The day was off to an unpromising start . . .
      The day got no better as it got longer. Andi rested her chin in her hands with her book propped open, but her eyelids kept closing. She soon found herself with her head lying on the open book, fast asleep. She didn’t realize what had happened until Cory tapped her urgently on the back.
“Andi,” he whispered. “What do you think you’re doing?”
“Huh?” Andi jerked up.
“You were asleep,” Cory replied. “What’s going on out at your place? Cattle rustlers keeping your family up all night? Stampede? Fire?”
Andi shook her head. “Nothing like that. I just couldn’t sleep last night, and—”
“I’ll bet it has something to do with how you were acting yesterday afternoon,” Cory accused. He frowned. “You were acting mighty strange.”

“It’s not,” she insisted, but Cory shook his head and returned to his studies.
The teacher looked up.
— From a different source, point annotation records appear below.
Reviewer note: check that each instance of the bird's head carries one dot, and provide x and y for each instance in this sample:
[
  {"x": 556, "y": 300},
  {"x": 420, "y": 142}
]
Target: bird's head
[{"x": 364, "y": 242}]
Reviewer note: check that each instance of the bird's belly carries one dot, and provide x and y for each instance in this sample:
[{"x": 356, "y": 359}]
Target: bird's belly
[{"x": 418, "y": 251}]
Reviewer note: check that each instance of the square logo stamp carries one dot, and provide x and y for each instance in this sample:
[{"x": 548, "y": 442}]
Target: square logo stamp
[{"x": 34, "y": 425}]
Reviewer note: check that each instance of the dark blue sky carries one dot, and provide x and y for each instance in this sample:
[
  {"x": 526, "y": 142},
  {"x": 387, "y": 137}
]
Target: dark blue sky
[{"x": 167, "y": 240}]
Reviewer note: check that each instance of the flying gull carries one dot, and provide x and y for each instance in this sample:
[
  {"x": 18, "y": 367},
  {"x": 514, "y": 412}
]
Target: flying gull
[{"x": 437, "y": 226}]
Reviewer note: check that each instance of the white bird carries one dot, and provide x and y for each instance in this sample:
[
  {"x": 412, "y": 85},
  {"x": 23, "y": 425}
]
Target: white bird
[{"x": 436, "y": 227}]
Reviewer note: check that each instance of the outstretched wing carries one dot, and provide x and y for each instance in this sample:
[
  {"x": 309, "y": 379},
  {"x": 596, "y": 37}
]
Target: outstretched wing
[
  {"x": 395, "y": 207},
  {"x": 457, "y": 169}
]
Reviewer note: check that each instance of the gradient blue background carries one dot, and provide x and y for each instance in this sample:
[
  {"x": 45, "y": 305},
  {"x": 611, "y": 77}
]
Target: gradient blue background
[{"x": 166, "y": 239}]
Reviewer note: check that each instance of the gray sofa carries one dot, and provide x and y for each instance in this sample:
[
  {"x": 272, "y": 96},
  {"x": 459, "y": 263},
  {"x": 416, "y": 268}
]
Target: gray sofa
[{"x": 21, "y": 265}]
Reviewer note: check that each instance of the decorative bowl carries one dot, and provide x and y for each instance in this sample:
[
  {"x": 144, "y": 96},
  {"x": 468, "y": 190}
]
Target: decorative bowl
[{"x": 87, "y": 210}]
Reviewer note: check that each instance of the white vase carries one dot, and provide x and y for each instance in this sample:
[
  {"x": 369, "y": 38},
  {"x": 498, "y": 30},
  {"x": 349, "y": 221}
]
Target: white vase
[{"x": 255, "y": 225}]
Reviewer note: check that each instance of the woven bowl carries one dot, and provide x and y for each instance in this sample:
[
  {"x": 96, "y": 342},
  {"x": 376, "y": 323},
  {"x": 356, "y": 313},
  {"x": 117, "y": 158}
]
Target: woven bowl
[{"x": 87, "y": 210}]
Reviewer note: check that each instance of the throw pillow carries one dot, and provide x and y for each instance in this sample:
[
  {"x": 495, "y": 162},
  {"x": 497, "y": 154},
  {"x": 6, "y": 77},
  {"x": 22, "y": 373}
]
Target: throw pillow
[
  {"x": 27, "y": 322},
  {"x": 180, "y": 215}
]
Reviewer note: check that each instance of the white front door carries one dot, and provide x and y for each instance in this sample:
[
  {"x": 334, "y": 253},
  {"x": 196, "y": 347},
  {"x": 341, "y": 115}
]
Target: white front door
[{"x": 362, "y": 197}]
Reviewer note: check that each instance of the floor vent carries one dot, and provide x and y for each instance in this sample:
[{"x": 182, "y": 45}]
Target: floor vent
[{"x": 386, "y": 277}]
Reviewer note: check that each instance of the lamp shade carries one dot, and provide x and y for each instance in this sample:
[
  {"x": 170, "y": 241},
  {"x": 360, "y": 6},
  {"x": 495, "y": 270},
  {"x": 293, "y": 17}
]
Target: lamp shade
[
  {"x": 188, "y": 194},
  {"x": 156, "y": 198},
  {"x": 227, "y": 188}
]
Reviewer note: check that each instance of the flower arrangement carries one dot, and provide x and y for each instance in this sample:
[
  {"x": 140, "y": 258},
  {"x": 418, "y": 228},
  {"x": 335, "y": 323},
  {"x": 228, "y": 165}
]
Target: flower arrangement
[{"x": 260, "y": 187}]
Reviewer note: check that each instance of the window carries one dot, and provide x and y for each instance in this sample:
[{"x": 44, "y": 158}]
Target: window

He frowned at Andi, but she smiled sweetly and returned to her books.
Three more times that day Cory awakened his friend, but Andi was less than grateful. She barely passed her recitations, and her math problems showed seven errors.
Mr. Foster held Andi after school.
Can this day get any worse? Andi groaned and approached her teacher’s desk.
“You are without a doubt one of my brightest pupils,” Mr. Foster told her when the school room had emptied. “Today, however, you have appeared distracted, preoccupied, and even a little apprehensive. Is something bothering you?”
Andi stood stone still. Plenty is bothering me. But it was nothing she could discuss with the schoolmaster.
When her teacher persisted, Andi shook her head at his questions. A clipped “no, sir,” finally resulted in Mr. Foster giving a long, annoyed sigh and sending her on her way.


“I usually take notes from home at face value, Mrs. Carter, but . . .” Mr. Foster sighed and handed over the sloppily scribbled note. “Under the circumstances, I thought you might want to see this.” He cleared his throat. “I am of the opinion that you did not write this note.”
Elizabeth Carter sat stone-faced across from the teacher in the sitting room and held the scrap of stationary paper in her hand. She silently scanned the words.

Dear Mr. Foster,
 Please excuse Andrea’s tardiness yesterday. An unexpected matter came up on the ranch, and her brother was late driving her to school. Thank you very much.
 Elizabeth Carter

Her eyebrows shot up and she read the note again. She could scarcely believe that Andrea would have done such a thing. Folding the paper, she cleared her throat. “You are correct, Mr. Foster”—she handed the note back—“I did not write this.”
“I didn’t think you did. That is why I rode all the way out here.”
“When did you receive this note?” Elizabeth indicated the paper.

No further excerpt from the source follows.